Книга Танцы со смертью: Жить и умирать в доме милосердия, страница 60. Автор книги Берт Кейзер

Разделитель для чтения книг в онлайн библиотеке

Онлайн книга «Танцы со смертью: Жить и умирать в доме милосердия»

Cтраница 60

Варавву – того, думал я, когда был ребенком, кто весь из рабарбара [188], – толпа несет на плечах. Роль второго плана для Джорджа Рафта [189].

Но ведь у Марка об умывании рук вообще нет ни слова.

После Марка Эссефелд и Терборх вместе поют что-то такое, что они, сразу же слышно, не репетировали; звучит ужасно фальшиво, и кое-кто из присутствующих ухмыляется. Меня аж бросает в жар от стыда.

Глядя на Терборха и Эссефелда, я с трудом себе представляю, как возникли обряды. Вероятно, уходят корнями в некие рудиментарные проявления поведения животных.

У животных можно наблюдать, как определенное поведение формируется в виде соответствующей реакции на раздражение. Если оно сопровождается сильным возбуждением, то иногда случается, что игла, так сказать, перескакивает по пластинке и попадает на какой-то другой поведенческий участок. Самцы, представляющие друг для друга угрозу, на границах своей территории прерывают самым нелепым образом рычание, и махание крыльями, и фырканье краткими, нарочитыми приступами демонстрационного (почесываются) или пищевого (истово клюют на земле) поведения, притом что у них ничего не чешется и никакое съедобное зерно на земле не рассыпано.

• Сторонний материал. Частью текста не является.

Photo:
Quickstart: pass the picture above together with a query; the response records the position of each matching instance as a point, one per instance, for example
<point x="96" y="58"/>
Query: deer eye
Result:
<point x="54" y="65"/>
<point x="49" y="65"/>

Такое поведение получило название displacement [смещенная активность]. Человеку оно тоже присуще и проявляется, например, в виде курения.

Поэтому всякий ритуал можно было бы рассматривать как стилизованное поведение «перескакивания». Когда оказываешься лицом к лицу с раздражителем, столь ошеломляющим, что нельзя найти никакого адекватного ему поведения, то в момент крайнего возбуждения приходится реагировать хоть «каким-нибудь» поведением. И мы стали петь и плясать вокруг наших усопших, которые как раз и были для нас ошеломляющим раздражителем.

Из католической литургии впоследствии выделили Почитание креста. Это составная часть богослужений Великой пятницы. Эссефелд возглашает начало обряда словами: «Будем же почитать Крест, и последуем…».

Думаю, Брам был бы вне себя от ярости от всего этого представления: от того, как он здесь лежит, от странного облачения священнослужителей, от Терборха у алтаря, фальшивого пения, странного смешения поминальной службы с богослужением Великой пятницы.

К тому же возникает вопрос, неужели возможно, что «служители таинств» столь несведущи в вещах, которые составляют суть их профессии. Как может Эссефелд думать, что можно запросто пренебречь установленным ритуалом? Я думаю, он не чувствует, насколько легко перейти от священника, совершающего богослужение в память Смерти своего Бога, к совершенно обалдевшему, завернутому в какую-то скатерть простофиле, который не умеет петь.

Когда я смотрю на этих двоих за их занятием, я думаю: здесь умирает что-то совсем другое, нежели Вера.

Одиночный полет во владения Смерти

Мы с Мике идем по коридорам нашей больницы, навстречу ван Пёрсен. Мельком взглянув на него, Мике обращает ко мне многозначительный взгляд: «Семени из него не получишь. Разве только взять пункцию».

За ланчем Де Гоойер спрашивает, что для меня было самым ужасным из всего, что я пережил. Видя по моему лицу, что поставил меня перед слишком болезненным выбором, торопливо добавляет: «Я имею в виду, пережил как врач, не будем касаться твоих женщин».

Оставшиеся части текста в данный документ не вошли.